For global investors who want to be part of the India consumption/market/growth story by investing in Indian-founded US incorporated companies at early stages, we become the unique systematic option.

YS: What is the unique value proposition?

SR: We have a great understanding of India-US corridor and we are well-networked in the Silicon Valley and India based investor ecosystem. We have invested in 14 Y Combinator startups and we are a community of ‘IndiaFirst’ founders and investors.


For Indian investors, if their startups from India perform well, raising money in the US in the next round will be easier. Also with ZNL, investors will have access to early-stage startups incorporated in the USA.
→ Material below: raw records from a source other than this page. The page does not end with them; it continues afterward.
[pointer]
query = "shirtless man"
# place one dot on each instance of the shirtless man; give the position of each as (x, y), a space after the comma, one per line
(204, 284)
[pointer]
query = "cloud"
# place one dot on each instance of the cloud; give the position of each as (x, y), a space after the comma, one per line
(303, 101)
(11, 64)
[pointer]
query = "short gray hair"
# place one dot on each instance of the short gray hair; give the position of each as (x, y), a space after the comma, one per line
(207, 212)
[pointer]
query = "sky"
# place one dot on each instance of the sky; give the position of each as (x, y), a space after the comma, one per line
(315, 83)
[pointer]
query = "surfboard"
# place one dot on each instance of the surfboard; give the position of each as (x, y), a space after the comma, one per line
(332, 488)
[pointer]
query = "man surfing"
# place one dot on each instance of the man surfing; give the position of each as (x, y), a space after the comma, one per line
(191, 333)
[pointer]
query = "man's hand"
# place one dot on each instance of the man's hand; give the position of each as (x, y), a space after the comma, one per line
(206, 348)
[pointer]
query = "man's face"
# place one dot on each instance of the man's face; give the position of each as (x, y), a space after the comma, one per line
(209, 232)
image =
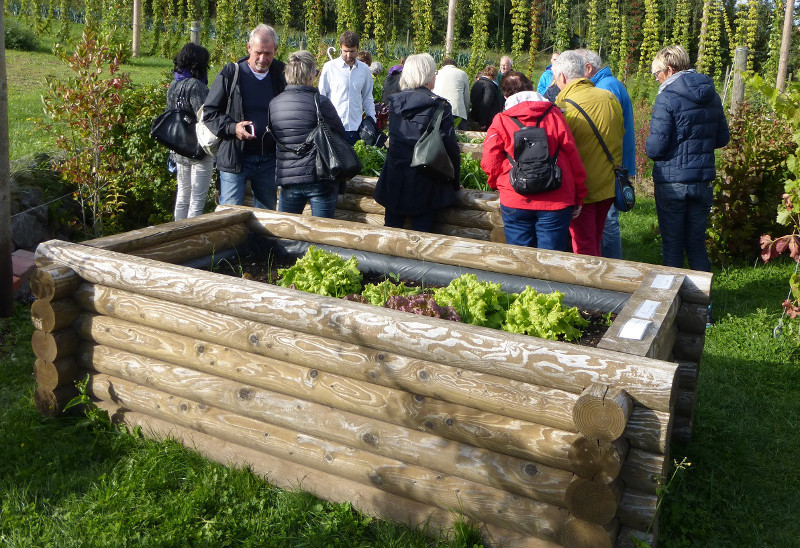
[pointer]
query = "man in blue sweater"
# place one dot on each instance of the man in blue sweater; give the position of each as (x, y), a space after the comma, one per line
(602, 78)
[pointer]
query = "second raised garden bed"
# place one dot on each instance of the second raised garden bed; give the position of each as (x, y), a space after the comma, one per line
(409, 418)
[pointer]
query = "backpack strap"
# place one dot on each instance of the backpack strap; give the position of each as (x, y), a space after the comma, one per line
(538, 121)
(594, 128)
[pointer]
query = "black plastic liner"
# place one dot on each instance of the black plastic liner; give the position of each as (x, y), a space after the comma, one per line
(378, 264)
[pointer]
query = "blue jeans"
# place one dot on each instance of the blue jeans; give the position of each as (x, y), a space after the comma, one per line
(321, 196)
(537, 228)
(683, 211)
(260, 171)
(612, 240)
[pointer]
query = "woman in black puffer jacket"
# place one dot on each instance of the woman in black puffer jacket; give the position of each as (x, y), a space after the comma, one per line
(687, 124)
(292, 116)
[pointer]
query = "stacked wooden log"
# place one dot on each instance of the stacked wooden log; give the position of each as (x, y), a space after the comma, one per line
(409, 418)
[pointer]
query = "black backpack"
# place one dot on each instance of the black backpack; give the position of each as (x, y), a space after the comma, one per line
(533, 170)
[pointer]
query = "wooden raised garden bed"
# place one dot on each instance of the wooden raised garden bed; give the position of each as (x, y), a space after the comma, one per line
(409, 418)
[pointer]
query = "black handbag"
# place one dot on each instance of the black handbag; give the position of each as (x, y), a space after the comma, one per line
(369, 133)
(624, 193)
(429, 152)
(336, 159)
(174, 128)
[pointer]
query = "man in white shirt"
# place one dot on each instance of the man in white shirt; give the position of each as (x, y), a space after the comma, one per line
(347, 82)
(452, 83)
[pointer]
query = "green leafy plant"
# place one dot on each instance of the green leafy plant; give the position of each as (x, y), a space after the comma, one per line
(476, 302)
(749, 183)
(323, 273)
(90, 105)
(377, 294)
(542, 315)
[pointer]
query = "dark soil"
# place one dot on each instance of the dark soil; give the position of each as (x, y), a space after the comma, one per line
(260, 270)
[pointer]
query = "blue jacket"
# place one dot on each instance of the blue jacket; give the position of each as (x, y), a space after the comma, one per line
(605, 80)
(687, 124)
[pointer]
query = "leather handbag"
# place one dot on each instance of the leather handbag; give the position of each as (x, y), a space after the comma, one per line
(336, 160)
(174, 128)
(624, 193)
(429, 152)
(207, 138)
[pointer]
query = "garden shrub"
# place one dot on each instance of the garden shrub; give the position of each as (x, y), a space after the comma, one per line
(19, 37)
(750, 182)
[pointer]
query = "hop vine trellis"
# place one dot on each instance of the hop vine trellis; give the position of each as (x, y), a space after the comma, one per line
(627, 34)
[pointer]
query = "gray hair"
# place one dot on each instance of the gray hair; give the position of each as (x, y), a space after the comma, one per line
(570, 63)
(418, 71)
(591, 58)
(301, 67)
(264, 32)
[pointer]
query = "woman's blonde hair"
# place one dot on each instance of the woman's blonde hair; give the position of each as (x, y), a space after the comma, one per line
(418, 71)
(301, 67)
(671, 56)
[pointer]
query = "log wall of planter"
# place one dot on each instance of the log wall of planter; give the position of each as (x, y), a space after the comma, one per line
(409, 418)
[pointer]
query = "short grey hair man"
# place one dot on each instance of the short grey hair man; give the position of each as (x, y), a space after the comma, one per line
(301, 68)
(263, 32)
(571, 64)
(419, 71)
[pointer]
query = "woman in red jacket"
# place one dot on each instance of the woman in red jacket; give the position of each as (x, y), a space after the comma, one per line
(535, 220)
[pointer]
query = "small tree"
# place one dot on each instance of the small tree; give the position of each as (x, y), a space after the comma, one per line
(90, 105)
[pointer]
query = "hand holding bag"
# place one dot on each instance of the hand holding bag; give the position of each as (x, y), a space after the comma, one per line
(174, 128)
(429, 152)
(624, 193)
(207, 138)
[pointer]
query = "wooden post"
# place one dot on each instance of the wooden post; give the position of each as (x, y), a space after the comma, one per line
(6, 270)
(451, 22)
(739, 66)
(137, 27)
(194, 30)
(786, 44)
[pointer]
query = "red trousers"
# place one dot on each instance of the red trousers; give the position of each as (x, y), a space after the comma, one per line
(587, 228)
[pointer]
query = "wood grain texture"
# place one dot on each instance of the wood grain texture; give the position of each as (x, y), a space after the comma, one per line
(53, 346)
(578, 533)
(602, 412)
(175, 231)
(554, 447)
(52, 375)
(53, 315)
(428, 487)
(637, 510)
(592, 501)
(53, 282)
(341, 424)
(552, 364)
(430, 520)
(652, 304)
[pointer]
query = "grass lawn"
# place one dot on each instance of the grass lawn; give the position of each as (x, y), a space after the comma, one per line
(64, 484)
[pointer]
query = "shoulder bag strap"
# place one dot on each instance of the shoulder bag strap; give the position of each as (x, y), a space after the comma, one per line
(234, 83)
(594, 128)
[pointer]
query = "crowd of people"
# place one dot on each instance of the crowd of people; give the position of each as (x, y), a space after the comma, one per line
(264, 109)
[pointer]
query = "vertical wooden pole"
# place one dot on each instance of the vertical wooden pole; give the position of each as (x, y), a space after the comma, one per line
(194, 29)
(137, 27)
(739, 66)
(6, 270)
(786, 43)
(451, 23)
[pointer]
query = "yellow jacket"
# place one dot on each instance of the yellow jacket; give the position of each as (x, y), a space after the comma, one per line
(606, 113)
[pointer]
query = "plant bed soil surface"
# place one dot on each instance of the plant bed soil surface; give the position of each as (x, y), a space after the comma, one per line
(266, 271)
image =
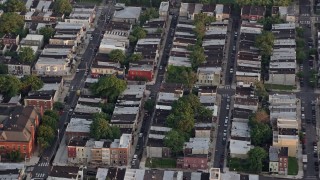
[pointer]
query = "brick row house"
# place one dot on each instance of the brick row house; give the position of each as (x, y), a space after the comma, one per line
(17, 129)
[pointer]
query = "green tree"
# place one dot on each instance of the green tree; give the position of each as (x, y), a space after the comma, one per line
(300, 74)
(14, 156)
(136, 57)
(11, 23)
(261, 132)
(26, 55)
(57, 106)
(53, 114)
(15, 6)
(9, 85)
(268, 21)
(264, 42)
(174, 141)
(45, 136)
(110, 87)
(31, 82)
(300, 32)
(49, 121)
(62, 6)
(101, 129)
(117, 55)
(256, 156)
(137, 33)
(300, 43)
(3, 69)
(149, 105)
(183, 75)
(301, 56)
(282, 2)
(197, 57)
(148, 14)
(47, 32)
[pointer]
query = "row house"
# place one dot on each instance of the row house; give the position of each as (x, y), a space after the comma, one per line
(252, 13)
(82, 14)
(168, 93)
(184, 37)
(140, 174)
(15, 67)
(115, 37)
(282, 106)
(222, 12)
(128, 108)
(248, 69)
(18, 129)
(107, 152)
(285, 135)
(282, 68)
(128, 14)
(45, 97)
(190, 10)
(102, 65)
(39, 6)
(287, 13)
(210, 72)
(278, 160)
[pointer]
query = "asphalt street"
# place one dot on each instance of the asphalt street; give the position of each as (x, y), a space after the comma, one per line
(42, 169)
(154, 90)
(307, 94)
(226, 93)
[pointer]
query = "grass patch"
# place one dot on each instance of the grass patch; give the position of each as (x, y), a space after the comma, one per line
(293, 166)
(89, 1)
(237, 164)
(279, 87)
(161, 163)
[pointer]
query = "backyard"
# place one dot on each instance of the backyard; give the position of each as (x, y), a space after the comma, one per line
(161, 163)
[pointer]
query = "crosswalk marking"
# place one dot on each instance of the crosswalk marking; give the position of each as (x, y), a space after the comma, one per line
(40, 175)
(44, 164)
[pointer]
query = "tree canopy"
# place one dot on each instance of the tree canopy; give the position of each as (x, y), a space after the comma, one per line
(101, 129)
(197, 57)
(179, 74)
(47, 130)
(148, 14)
(26, 55)
(15, 6)
(62, 6)
(9, 85)
(256, 156)
(261, 132)
(3, 69)
(11, 23)
(31, 82)
(264, 2)
(265, 42)
(109, 86)
(174, 141)
(137, 33)
(47, 33)
(117, 55)
(135, 57)
(184, 111)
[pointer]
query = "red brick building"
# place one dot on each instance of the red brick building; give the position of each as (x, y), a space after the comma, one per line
(193, 161)
(17, 130)
(10, 39)
(41, 99)
(140, 72)
(253, 13)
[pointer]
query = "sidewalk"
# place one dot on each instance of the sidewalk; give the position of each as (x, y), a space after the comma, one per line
(161, 52)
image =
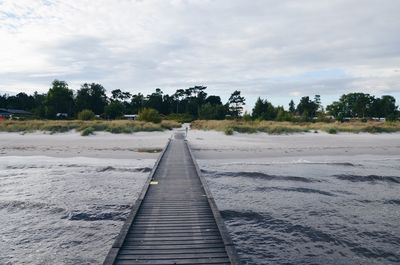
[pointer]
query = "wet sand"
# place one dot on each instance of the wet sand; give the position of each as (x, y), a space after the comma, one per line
(141, 145)
(216, 145)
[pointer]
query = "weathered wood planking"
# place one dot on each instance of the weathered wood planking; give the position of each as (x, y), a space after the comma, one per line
(175, 219)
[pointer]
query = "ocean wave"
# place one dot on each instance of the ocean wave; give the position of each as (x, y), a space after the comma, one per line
(138, 169)
(295, 162)
(95, 216)
(397, 202)
(23, 205)
(369, 178)
(259, 175)
(287, 228)
(297, 189)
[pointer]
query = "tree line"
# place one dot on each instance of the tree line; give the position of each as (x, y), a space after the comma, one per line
(193, 103)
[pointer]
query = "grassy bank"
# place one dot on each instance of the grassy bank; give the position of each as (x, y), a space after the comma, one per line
(273, 127)
(85, 127)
In these cases, ZNL ventures becomes a systematic vehicle with all the backend support and legal support/process for Indian investors to participate in these opportunities.

YS: How do you make investment decisions when startups go cross border?

AJ: When startups get selected by any of the accelerators in the US mentioned in the earlier answer, we get access. We have launched our next 2020 fund – interested investors can reach out to us for more details. Our current investments include startups like GMetri, Local, Khabri, Fampay, and Ubits.


Recently, one of our startups Hotify was bought by mid-sized IT company called Sonasoft. While we are interested in the consumption story in India, we also want to look at B2B enterprise software startups.


They should be in the field of Artificial Intelligence (AI), Robotic Process Automation (RPA) and digital transformation.

YS: Talk about the new fund.

AJ: The quantum of the fund and call money is $3 million and it will be called in three tranches at the start of each year. The funds will get deployed in three years with a cushion for the fourth year if we do not see the right deal flow.


About 50 to 60 percent of it will be invested as primary and the balance will be reserved for a double down. We have been talking to multiple people and are quite confident about closing this by February 2020. In total, we have done 16 investments, of which 14 were the Y Combinator investments.


Like any fund, we are focused on seven plus two years of extension with permission from investors. We invest up to $100K per startup. So, we’ll be targeting 10 to 12 startups a year.